1. Interactions Between Galaxies

2. Loners Interactions were once believed to be unimportant and rare.
Galaxies were thought to
be isolated loners, well
separated from one another
and scarcely interacting.

3. Au Contraire! There are several important things to note:
Galaxies are bigger relative to their separations than stars are (and they have dark matter halos as well!) so are more likely to ‘bump into’ one another, or at least come relatively close.
Galaxies are relatively “soft:” -- when one passes by another one, the tidal forces can distort them quite dramatically, pulling off tidal tails. Stars are ‘more concentrated’
Galaxies do not live in isolation: they are found in groups
and clusters, strongly interacting by mutual gravity.

4. Consider ‘Relative Sizes’
On average, the typical separation between stars in the solar neighbourhood is about 10 light years – roughly 100 trillion kilometers. That is about 100 million times the size of the Sun. M31, our nearest big neighbour galaxy, is 2 million light years away. That is only about 20 times the diameter of the Milky Way, even before we consider the dark matter halo!

5. Are These Three Loners, in Empty Space
Are These Three Loners, in Empty Space? To the eye, maybe… …but we don’t see everything!

6. The Same Three Galaxies at Radio Wavelengths This shows us where
the hydrogen gas is.
There are clear signs
of real interaction!
(The halos of dark
matter extend even
farther!)

7. Moreover, Galaxies are Sociable!
Our own Milky
Way is part of
the so-called
‘Local Group’

8. ... But There Are Also Huge Clusters of Galaxies
They contain quite literally thousands of galaxies!

9. Of Course, Galaxies Must Move
If you simply put a bunch of galaxies down in empty space, they would feel each other’s gravitational influence and move. We cannot see the associated changes in position – they take too long! But as before we can determine velocities (from the Doppler shift of the light of the galaxies) and work out the current states of motion. We can also make computer models of how they should interact.

10. Early Computer Models of Interactions
The Toomre brothers,
working in the 1970s.
Not well-received at the time!

11. …and again

12. Myriads of Real Examples Galaxies clearly do interact!

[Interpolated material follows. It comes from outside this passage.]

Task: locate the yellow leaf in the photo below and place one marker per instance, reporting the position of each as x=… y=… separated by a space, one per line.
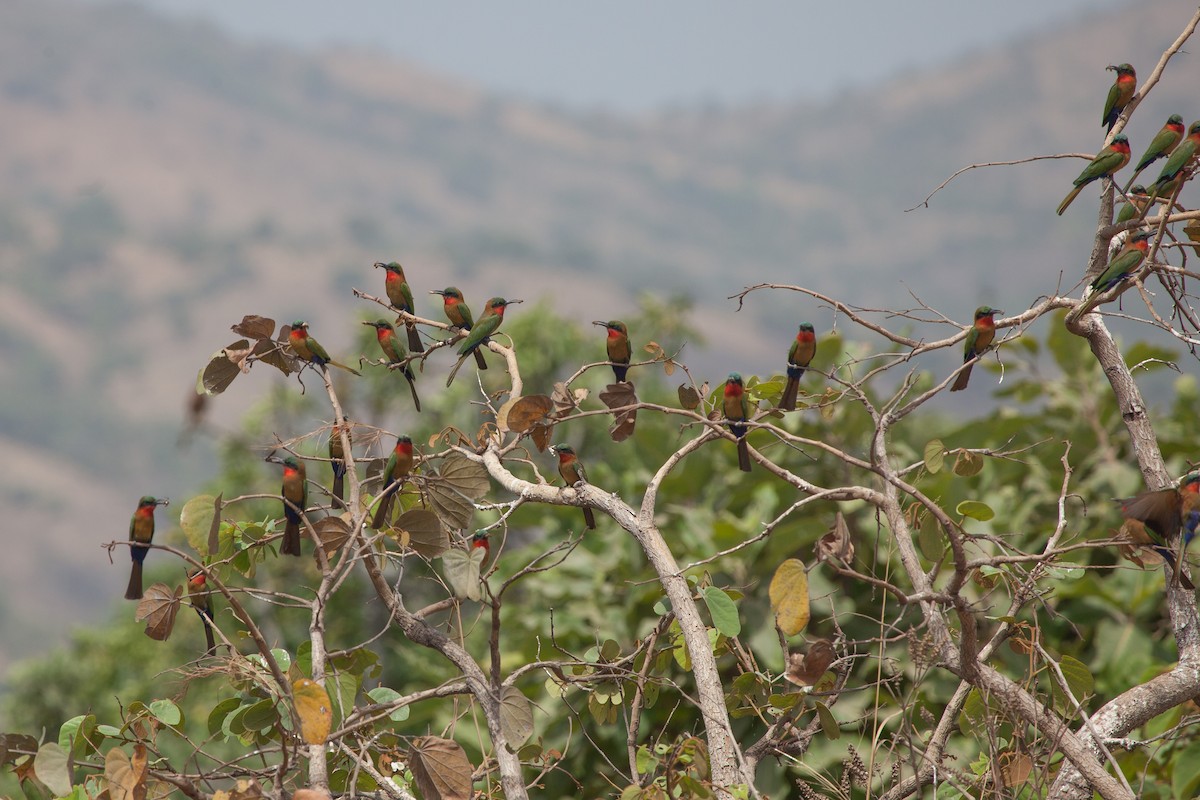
x=790 y=596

13. The Milky Way is a Cannibal
The Milky Way is a Cannibal! - it is swallowing up the Sagittarius dwarf galaxy

14. So Too is M31!

15. More Evidence?
We look at the most remote galaxies (those in the Hubble Ultra-Deep Field) to see if galaxies were different in the long-ago past.

16. The Conclusion
We do see important differences! In the remote past, there were more small galaxies and fewer large ones. There is also evidence for active interactions and collisions. It seems that over time, small galaxies merge to form larger ones, as our computer models imply.

17. The Modern Understanding
In general, big galaxies form gradually, from the mergers of considerably smaller building blocks in a hierarchical fashion.
There is now strong evidence (some of it from my own research) that the biggest elliptical galaxies may form from the dramatic merger of two or more big disk-like or spiral galaxies.

18. Case in Point: M87 a giant elliptical galaxy in the Virgo Cluster

19. Our Own Galaxy’s Fate
Our own Milky Way and the Andromeda galaxy will almost certainly merge in a billion years or so. (They are currently approaching each other at a speed of about 300 km/sec.)